The thesis describes a piece of research undertaken by a group of social work practitioners who experimented with different techniques and practices in their work-place in an attempt to include fathers. The research took place over a thirty-six month period in a Local Authority Children’s Service in London. The research was supported by senior managers within Children Social Care and by the Local Safeguarding Children Board.
The research asks why and how fathers have been excluded from children and family social work. The research goes on to asks what strategies, methods, conditions and techniques promote inclusive practice for fathers whilst examining the role of ‘the self’ as a researcher, practitioner and participant. The research strategy was based on the participation of practitioners in a co-operative inquiry supported by ‘a before and after’ case file audit designed to test whether the co-operative inquiry, which operated within a ‘front-line’ child protection service, brought about practice change.
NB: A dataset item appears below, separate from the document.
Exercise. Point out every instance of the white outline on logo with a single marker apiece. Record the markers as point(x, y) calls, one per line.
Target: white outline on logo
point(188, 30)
The aims of the research were; to design and implement a co-operative inquiry, instigate a range of inclusive targets to support the implementation of a father inclusive strategy across the whole system.
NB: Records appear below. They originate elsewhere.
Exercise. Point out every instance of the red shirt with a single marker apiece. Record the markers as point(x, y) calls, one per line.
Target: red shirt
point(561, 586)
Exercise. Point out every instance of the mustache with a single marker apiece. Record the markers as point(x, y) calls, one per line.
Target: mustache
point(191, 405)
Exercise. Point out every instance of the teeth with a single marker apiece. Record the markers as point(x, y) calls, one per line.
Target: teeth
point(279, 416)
The research concluded that children and family social work is one of the few institutions to confront the perversities and abuses of traditional gender and power relations and this confrontation has led to ‘paternal alienation’.
The work of the co-operative inquiry led to an increase in fathers identified and assessed. An increase in fathers attending meetings and reviews and an increase in fathers recorded as having parental responsibility and an increase in contact arrangements for fathers. There was also a sizeable increase in social workers’ considering the father’s situation in ongoing planning for the child.
We learnt that we can include fathers if there is ‘a whole system and a participative approach’ which identifies how covert power and gender relations influence behaviour in practice. To achieve greater father inclusion social workers’ anxieties need to be contained through safety planning systems and quality reflective supervision. For fathers to be included senior managers must support the activity in the long term, (ten to fifteen years), collect data and set targets whilst strategically committing and realigning resources to meaningfully address domestic abuse.
The research identified that organisational change is possible if the conditions to foster emergence are in place, if the culture that operates in the organisation
supports emergent creativity whilst espousing staff cohesion simultaneously championing social worker empowerment.
This research adds to knowledge in the areas of; father inclusion, risk assessment in child protection, domestic abuse, management, gender and power relations, leadership, group work, participation and collaboration in achieving organisational change.